Kontrollzwänge: Betroffene können nicht die Wohnung verlassen, ohne mehrmals kontrolliert zu haben, ob der Herd, der Wasserhahn abgedreht, das Licht ausgeschaltet oder die Wohnungstür verschlossen ist. Oft führt es dazu, dass die Person die Wohnung überhaupt nicht mehr verlässt.
Sammelzwänge: Es ist nahezu unmöglich, etwas wegzuwerfen. In der Wohnung stapeln sich alte Zeitungen oder leere Flaschen, im Extremfall sogar der Hausmüll. Betroffene werden häufig als „Messies“ bezeichnet.

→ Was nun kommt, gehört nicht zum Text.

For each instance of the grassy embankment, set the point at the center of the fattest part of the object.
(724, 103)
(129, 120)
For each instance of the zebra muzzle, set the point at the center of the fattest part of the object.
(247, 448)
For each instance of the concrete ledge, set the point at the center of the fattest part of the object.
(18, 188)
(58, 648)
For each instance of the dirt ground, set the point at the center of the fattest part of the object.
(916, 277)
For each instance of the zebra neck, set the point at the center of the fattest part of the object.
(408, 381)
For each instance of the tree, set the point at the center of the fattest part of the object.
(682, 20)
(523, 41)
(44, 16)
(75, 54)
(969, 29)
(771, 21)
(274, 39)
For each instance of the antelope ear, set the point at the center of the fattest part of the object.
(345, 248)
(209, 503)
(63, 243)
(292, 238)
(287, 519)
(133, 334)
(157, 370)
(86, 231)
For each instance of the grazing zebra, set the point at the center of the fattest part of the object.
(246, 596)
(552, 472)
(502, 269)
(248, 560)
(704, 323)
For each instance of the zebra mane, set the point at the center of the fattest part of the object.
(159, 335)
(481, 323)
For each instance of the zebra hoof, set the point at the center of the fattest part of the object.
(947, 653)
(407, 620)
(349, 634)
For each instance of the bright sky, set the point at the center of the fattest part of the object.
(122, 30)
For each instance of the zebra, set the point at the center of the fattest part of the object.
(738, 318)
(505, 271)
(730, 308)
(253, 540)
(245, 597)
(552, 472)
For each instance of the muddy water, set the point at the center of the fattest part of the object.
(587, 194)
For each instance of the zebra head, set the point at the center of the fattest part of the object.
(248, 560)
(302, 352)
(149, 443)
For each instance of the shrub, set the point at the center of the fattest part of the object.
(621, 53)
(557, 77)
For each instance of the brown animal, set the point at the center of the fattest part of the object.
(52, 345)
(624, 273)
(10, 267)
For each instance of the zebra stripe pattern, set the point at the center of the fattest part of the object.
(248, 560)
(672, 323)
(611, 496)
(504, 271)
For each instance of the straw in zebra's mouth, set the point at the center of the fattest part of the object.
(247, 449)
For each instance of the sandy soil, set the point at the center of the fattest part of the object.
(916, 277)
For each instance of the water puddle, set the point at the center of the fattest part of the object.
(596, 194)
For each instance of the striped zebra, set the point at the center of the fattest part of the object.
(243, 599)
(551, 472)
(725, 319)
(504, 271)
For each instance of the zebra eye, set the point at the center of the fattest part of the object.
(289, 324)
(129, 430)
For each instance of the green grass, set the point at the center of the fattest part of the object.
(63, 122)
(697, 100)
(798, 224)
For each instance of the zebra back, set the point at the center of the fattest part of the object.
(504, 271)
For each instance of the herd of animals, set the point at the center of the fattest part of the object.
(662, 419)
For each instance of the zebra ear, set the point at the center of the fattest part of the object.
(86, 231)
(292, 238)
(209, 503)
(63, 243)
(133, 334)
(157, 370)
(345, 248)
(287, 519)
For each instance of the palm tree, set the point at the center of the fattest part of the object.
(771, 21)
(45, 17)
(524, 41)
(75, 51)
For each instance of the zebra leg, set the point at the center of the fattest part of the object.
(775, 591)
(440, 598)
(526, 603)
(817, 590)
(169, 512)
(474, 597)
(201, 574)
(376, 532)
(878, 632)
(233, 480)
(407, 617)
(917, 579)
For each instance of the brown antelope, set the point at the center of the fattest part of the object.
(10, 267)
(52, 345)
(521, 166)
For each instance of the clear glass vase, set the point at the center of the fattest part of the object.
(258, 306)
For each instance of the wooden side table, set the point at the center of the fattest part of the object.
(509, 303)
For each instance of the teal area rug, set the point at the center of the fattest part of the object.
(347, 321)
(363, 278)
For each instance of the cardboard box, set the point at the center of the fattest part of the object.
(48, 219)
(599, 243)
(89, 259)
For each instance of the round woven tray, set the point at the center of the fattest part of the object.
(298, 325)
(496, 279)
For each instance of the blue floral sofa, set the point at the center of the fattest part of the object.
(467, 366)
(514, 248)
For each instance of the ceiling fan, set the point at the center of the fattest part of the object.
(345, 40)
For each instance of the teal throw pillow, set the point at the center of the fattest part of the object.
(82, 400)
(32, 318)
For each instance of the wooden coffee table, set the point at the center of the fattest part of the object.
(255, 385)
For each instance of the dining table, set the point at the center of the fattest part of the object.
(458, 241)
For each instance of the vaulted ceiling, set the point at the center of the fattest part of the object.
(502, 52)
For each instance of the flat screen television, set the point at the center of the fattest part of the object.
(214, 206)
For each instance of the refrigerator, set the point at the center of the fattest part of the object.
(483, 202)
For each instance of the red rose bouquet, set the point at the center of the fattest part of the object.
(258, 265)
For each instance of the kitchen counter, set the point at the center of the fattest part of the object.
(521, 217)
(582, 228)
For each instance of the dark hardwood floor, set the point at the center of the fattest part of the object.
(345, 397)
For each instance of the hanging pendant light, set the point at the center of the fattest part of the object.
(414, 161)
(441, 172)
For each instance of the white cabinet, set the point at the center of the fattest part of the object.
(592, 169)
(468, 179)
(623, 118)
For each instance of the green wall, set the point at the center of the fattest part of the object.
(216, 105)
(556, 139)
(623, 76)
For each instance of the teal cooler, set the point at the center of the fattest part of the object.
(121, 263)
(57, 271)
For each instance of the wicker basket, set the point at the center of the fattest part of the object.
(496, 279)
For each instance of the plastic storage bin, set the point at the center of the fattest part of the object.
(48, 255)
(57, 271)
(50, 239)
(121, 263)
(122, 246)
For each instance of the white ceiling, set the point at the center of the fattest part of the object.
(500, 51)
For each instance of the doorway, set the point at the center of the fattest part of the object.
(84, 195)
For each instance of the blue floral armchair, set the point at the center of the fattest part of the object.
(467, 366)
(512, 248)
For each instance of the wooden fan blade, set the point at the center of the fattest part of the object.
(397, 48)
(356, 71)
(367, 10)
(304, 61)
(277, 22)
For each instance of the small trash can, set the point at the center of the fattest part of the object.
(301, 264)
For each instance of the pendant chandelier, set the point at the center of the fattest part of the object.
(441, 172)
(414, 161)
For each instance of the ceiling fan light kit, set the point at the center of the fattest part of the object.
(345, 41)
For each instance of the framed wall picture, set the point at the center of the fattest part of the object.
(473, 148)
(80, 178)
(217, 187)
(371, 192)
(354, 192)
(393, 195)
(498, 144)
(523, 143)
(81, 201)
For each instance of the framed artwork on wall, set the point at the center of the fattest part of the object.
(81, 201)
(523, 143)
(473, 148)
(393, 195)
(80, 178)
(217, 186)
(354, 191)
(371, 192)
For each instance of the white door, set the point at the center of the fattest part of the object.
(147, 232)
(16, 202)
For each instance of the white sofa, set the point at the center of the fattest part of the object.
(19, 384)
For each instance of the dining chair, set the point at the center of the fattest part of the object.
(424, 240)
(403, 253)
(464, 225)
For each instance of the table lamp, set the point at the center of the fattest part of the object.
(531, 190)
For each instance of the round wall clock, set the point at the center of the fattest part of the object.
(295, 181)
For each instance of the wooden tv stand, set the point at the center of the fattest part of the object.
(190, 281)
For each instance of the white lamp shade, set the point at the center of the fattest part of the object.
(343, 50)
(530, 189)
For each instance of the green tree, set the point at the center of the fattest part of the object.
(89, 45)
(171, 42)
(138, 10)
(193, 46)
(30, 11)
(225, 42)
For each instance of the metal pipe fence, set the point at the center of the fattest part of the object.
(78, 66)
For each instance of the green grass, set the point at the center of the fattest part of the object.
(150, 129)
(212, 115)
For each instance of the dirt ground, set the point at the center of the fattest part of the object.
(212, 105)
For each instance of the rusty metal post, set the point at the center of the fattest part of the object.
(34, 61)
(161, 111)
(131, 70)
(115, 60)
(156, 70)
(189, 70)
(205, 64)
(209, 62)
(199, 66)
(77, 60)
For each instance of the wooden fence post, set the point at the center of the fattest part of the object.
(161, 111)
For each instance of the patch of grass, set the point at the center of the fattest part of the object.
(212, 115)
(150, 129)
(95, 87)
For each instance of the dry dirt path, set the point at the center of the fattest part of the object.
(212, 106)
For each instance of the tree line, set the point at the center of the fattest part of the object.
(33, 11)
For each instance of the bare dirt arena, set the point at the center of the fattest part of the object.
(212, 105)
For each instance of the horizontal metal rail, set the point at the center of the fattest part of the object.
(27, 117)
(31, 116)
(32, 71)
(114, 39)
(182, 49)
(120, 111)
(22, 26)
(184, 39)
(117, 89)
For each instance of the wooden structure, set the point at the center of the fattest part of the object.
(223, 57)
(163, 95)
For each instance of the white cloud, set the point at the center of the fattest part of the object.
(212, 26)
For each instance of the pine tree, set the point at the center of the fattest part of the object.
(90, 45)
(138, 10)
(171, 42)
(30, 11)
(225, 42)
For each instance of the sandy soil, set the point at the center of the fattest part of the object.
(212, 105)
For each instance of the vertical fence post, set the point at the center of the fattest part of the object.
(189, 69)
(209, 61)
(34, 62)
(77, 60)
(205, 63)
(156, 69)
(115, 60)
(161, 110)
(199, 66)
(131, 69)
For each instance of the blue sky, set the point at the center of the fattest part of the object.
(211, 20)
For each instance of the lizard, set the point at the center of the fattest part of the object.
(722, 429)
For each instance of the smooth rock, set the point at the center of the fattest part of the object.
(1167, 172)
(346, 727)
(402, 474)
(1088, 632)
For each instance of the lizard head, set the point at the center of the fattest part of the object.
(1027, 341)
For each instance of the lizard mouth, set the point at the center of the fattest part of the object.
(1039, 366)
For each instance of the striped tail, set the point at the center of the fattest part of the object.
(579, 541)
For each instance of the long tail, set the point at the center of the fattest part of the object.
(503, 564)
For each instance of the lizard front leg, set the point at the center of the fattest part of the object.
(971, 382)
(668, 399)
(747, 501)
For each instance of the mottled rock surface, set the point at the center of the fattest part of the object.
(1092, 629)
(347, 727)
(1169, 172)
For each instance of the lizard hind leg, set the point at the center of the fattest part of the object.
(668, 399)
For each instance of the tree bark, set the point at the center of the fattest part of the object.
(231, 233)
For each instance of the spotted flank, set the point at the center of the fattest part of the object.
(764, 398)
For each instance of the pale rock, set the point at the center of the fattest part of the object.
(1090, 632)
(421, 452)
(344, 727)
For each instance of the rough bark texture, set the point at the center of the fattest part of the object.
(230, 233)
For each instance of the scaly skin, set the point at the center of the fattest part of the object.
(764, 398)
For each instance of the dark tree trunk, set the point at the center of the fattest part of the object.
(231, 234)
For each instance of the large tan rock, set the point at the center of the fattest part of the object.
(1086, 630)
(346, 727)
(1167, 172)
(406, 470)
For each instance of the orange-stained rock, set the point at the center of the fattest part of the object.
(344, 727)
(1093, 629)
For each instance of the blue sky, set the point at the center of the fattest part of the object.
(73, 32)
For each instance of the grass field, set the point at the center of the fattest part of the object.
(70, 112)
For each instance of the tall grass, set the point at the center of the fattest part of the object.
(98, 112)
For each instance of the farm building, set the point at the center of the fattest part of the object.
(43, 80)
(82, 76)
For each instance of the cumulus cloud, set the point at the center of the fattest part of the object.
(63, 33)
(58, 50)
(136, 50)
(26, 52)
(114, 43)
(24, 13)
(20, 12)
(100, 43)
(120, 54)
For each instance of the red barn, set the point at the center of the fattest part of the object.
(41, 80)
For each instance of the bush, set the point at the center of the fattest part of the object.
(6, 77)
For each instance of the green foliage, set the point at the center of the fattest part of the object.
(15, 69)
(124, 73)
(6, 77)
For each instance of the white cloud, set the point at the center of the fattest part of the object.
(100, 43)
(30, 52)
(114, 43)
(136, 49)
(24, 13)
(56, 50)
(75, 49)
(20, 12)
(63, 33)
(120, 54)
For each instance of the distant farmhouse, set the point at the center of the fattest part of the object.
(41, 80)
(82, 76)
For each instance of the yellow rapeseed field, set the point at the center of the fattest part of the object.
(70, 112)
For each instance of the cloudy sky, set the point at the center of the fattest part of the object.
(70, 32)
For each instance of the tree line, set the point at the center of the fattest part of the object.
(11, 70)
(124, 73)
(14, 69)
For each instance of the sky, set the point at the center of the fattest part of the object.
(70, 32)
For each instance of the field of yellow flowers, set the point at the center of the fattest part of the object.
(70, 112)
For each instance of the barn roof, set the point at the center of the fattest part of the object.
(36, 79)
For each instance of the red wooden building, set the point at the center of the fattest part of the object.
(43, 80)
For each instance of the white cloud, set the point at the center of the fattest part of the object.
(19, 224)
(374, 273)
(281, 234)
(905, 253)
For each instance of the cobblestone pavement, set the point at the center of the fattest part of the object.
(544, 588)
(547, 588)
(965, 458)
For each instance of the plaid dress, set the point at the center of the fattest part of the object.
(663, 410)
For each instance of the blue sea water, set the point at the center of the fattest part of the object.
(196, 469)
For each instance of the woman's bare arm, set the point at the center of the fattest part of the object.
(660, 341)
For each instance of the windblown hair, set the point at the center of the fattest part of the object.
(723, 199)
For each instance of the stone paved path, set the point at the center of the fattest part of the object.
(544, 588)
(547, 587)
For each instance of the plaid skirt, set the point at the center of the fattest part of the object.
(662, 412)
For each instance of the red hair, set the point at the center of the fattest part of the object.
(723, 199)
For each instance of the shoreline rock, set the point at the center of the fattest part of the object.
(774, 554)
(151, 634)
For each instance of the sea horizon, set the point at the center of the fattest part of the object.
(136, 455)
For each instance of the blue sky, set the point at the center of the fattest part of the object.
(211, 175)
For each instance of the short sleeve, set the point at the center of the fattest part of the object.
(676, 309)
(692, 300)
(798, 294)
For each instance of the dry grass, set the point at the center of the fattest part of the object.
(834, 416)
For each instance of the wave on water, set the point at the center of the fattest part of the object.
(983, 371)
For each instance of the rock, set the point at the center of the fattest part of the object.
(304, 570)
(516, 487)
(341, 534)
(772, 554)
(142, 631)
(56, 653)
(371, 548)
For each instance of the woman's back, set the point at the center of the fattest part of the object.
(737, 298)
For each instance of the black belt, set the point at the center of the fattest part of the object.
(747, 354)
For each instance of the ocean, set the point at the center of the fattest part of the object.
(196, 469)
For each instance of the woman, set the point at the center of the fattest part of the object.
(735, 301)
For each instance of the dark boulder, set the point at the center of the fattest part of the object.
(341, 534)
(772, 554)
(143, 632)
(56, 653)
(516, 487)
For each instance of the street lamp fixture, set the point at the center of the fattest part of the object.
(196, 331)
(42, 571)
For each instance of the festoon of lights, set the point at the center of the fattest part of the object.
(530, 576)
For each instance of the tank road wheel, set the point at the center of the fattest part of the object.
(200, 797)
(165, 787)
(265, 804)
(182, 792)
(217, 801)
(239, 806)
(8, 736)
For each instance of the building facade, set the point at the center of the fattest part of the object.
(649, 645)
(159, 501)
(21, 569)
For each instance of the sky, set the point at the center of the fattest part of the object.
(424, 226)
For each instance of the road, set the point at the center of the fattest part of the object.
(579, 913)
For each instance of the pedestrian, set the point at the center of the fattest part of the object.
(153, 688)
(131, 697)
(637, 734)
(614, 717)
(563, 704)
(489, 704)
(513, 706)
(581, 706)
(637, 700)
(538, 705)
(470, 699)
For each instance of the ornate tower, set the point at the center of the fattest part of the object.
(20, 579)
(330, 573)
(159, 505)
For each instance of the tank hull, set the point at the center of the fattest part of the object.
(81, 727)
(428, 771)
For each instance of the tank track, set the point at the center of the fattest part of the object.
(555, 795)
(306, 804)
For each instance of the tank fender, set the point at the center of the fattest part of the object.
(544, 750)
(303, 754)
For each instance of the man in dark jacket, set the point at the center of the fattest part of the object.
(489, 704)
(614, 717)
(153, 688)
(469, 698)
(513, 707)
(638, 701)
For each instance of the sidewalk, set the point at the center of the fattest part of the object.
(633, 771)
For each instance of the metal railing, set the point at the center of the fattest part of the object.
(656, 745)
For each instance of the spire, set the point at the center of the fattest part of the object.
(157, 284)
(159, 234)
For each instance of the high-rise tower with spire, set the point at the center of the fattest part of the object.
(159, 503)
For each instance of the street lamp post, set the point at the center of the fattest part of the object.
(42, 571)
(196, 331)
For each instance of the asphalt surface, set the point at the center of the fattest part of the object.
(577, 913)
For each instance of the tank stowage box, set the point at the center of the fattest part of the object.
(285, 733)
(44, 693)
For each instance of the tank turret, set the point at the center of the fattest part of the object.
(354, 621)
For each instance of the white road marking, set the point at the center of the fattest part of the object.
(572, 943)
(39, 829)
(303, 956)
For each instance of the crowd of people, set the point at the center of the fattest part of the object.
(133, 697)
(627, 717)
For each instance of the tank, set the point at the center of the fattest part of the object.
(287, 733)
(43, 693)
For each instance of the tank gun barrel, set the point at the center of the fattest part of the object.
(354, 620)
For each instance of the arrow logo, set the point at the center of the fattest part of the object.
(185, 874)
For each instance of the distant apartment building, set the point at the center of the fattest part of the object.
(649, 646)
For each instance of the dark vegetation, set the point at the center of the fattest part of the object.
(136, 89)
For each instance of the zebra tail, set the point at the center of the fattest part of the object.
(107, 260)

Ordnungszwänge: Selbst auferlegte strenge Ordnungskriterien müssen eingehalten werden. Jegliche Art von Unordnung – sei es ein verrückter Gegenstand, ein schief aufgehängtes Bild oder nicht exakt aufeinander liegende Wäsche im Schrank – machen die Betroffenen nervös. Der Drang, die Ordnung penibel wieder herzustellen, wird unerträglich.
Wiederhol- und Zählzwänge: Ganz alltägliche Handlungen, etwa Zähne putzen, werden immer eine bestimmte Anzahl lang wiederholt oder Bücher im Regal oder Pflastersteine immer wieder gezählt.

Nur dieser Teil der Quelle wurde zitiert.